Chapter Text
[An extract from the memoirs of the tactician Robin.]
In the course of both the Plegian and Valmese campaigns, I created and enacted many successful strategies. As with any tactician, my measure of “success” is simply that they ensured victory for my side in exchange for the smallest possible cost. All of these strategies, as with any wartime measure, required some measure of sacrifice and, while I always tried to keep loss of life to a minimum, naturally the lives of the enemy soldiers did not feature in my calculations.
In general, scholars and bards have seemed to understand this; the former have approved my strategies, while the latter have sung my praises, quite literally. There is one incident, however, of which even some of my strongest supporters seem unable to entirely approve. Many accounts of the Valmese war regard the only naval skirmish of the war with horror and vitriol, while those which are determined to see me as some kind of saint prefer to bury it under faux-objectivity and excuses.

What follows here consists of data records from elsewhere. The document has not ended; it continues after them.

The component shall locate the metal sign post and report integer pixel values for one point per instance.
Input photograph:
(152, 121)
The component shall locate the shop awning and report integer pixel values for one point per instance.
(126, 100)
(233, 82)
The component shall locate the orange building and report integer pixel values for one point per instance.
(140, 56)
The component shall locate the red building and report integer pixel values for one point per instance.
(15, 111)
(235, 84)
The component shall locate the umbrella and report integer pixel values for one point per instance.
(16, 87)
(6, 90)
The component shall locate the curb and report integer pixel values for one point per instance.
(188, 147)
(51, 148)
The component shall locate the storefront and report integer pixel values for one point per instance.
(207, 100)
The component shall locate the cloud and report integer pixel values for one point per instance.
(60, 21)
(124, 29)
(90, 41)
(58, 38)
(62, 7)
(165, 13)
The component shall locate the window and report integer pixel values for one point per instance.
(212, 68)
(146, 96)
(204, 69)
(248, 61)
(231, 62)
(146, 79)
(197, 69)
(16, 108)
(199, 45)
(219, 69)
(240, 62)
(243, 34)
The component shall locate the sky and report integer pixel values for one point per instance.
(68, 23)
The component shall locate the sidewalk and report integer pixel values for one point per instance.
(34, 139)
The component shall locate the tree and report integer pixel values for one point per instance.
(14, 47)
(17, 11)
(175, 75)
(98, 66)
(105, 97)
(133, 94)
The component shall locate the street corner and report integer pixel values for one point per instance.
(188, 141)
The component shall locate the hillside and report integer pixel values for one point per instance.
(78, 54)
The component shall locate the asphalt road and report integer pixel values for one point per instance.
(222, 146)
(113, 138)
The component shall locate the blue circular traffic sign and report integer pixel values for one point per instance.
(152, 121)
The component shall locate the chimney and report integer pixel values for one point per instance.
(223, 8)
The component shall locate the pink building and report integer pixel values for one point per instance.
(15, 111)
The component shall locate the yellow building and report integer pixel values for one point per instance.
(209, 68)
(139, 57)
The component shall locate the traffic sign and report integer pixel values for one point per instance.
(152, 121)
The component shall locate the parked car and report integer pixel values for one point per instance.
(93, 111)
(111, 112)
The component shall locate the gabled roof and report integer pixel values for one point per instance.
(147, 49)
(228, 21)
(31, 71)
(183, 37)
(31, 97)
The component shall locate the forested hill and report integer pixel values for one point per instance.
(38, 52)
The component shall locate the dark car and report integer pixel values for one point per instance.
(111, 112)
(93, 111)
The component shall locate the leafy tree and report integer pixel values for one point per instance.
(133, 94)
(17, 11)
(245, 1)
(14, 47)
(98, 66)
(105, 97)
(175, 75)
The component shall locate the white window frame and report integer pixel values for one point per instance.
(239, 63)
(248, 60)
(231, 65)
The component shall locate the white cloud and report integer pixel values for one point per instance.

Unlike these latter poor excuses for scholars, I will not attempt to justify my actions, nor to pretend that I have not occasionally harboured grave doubts about them. I have, however, never regretted them. I did what was necessary, and what I still believe was the best course of action. I did a monstrous thing in pursuit of a greater good. If I am damned in the process, so be it. Posterity may judge me as it wishes.